Rural Converse church harnesses wind to generate electricity
5048 N 900 W 27 Converse, IN 46919-9380
Daniel R. Gangler (view original posting )
CONVERSE, Ind. – When the wind blows hard across the open spaces of central Indiana, roof shingles fly, backyard sheds blow into nearby fields and in the winter months, water pipes freeze and burst open.“We ought to make use of that wind,” thought George Kilmer. He’s a member of Richland Chapel United Methodist Church northeast of Converse, Ind., in the middle of the state where the land is flat and the wind blows constantly.
The dream of harnessing that wind to drive an electric-generating turbine at church came to Kilmer a couple of years ago. He heard his Nebraska in-laws talk about saving 60 percent on electric bills after they had built a 100-foot-high turbine on their farm. Kilmer said if a turbine was good enough for a farm, it would be good enough for his open-country church.
His dream was fulfilled Dec. 12 when this open-country church turned on its recently installed 30-foot high and four-feet wide Windspire turbine generator. It has blades which look something like a giant kitchen-mixer beater. The manufacturer promises the 1200 watt unit will generate 2,000 kilowatt hours of electricity a year with only a 12 mile-per-hour wind. It’s almost virtually silent and the wind in central Indiana usually blows much faster than 12 mph. Kilmer was so excited about his find and the need of his church to have one, he gave the church $12,716 needed to purchase the turbine. Church members are grateful.
The Windspire is made by Mariah Power (www.mariahpower.com) of Reno, Nev., manufactured by MasTech Manufacturing in Manistee, Mich., and distributed in Indiana by Northwest Geothermal of DeMotte, Ind. It only took the church one month from the time it ordered the unit to the time it was delivered for installation. Standing in front of Richland Chapel’s newly acquired electrical-generator turbine are (left-to-right) Tom and Pauline Kratzer, George Kilmer, Earl Brown and Pastor Carolyn Mikesell.

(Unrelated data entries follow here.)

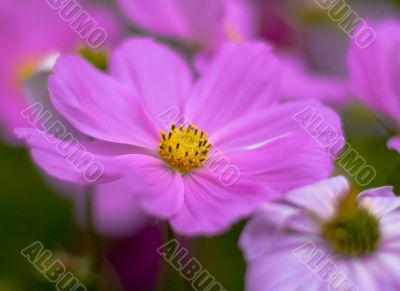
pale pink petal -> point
(280, 269)
(320, 198)
(159, 189)
(264, 229)
(379, 201)
(242, 77)
(239, 21)
(211, 207)
(98, 105)
(191, 20)
(298, 83)
(73, 161)
(157, 74)
(261, 126)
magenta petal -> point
(372, 70)
(394, 143)
(157, 74)
(191, 20)
(82, 94)
(242, 77)
(211, 207)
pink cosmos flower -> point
(232, 146)
(32, 35)
(30, 31)
(374, 71)
(325, 237)
(210, 24)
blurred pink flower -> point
(173, 173)
(31, 31)
(325, 237)
(374, 71)
(210, 24)
(32, 36)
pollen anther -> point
(184, 148)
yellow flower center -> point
(98, 58)
(184, 148)
(353, 231)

Trustees did run into one snag on building the turbine – zoning. They wanted to erect the turbine on the property line, but were told by local officials that the church would need enough property so that the turbine would be on church property when taken down for repairs. That meant securing more land from Tom and Pauline Kratzer, their farm neighbor to the east. Fortunately, the Kratzers are members of the church and willingly gave the church the extra land.
According to Earl Brown, a leader of the congregation, the electric-generating turbine is only one part of the church’s efforts during the past couple of years to become more ecologically efficient than it had been. The move began when the air-conditioning unit quit working. The church replaced it with an energy efficient heat pump. Not only does it cool, it also heats a classroom and the back of the sanctuary. He said it paid for itself in two years with the amount of energy saved.
Trustees have already installed ceiling fans, added one more foot of insulation in the attic above the sanctuary and turn down the thermostat to 54 degrees when the building is unoccupied. Brown said the church is now in the process of replacing ordinary light bulbs with new compact fluorescent lights. With the advent of both the heat pump and the wind turbine, the church is using more electricity for heating only occupied spaces during the winter rather than heating the whole facility with an oil powered boiler.
Carolyn Mikesell, pastor of Richland Chapel, is in tune with the changes, not just with saving-money but with a theological emphasis upon ecology as good stewards. During a recent interview at the church, she said, “We have to wake up… I feel a great need for us to take care of the earth in the way God intended for us to do. As a pastor, it is my responsibility to pass my (ecological) concerns on to the congregation about taking care of the earth. We are destroying what God has given to us to take care of.”
She added. “When you go to Europe you realize they don’t live like we do. They conserve things. They do without. They just live a plainer life. Over there you almost feel embarrassed that we waste so much.” She confessed that when she first mentioned using the old dishes instead of Styrofoam plates, her idea didn’t go over well. Members asked, “what does this mean?” She explained “what it means is that we are taking better care of the earth. Now I haven’t heard anybody complain about the conservation measures we have taken. They have accepted the fact that we are connected to the earth through God.”
Recycling and saving energy has become a part of life at Richland Chapel. The church recycles everything from paper to plastic and is fortunate to have two community recycling sites close to its building. The turbine is so new the congregation doesn’t know what savings it will benefit, but leaders do know that any benefit is much greater than saving money on utility bills. It means, in a small but significant way, that the earth, or at least Richland Chapel’s small niche of the earth, is being saved from practices that just a few years ago were destroying it.
What the congregation didn’t expect was interest from the community who want to know more about wind turbines as a source for electrical energy. This one is very quiet and brings new meaning to the power of the spirit.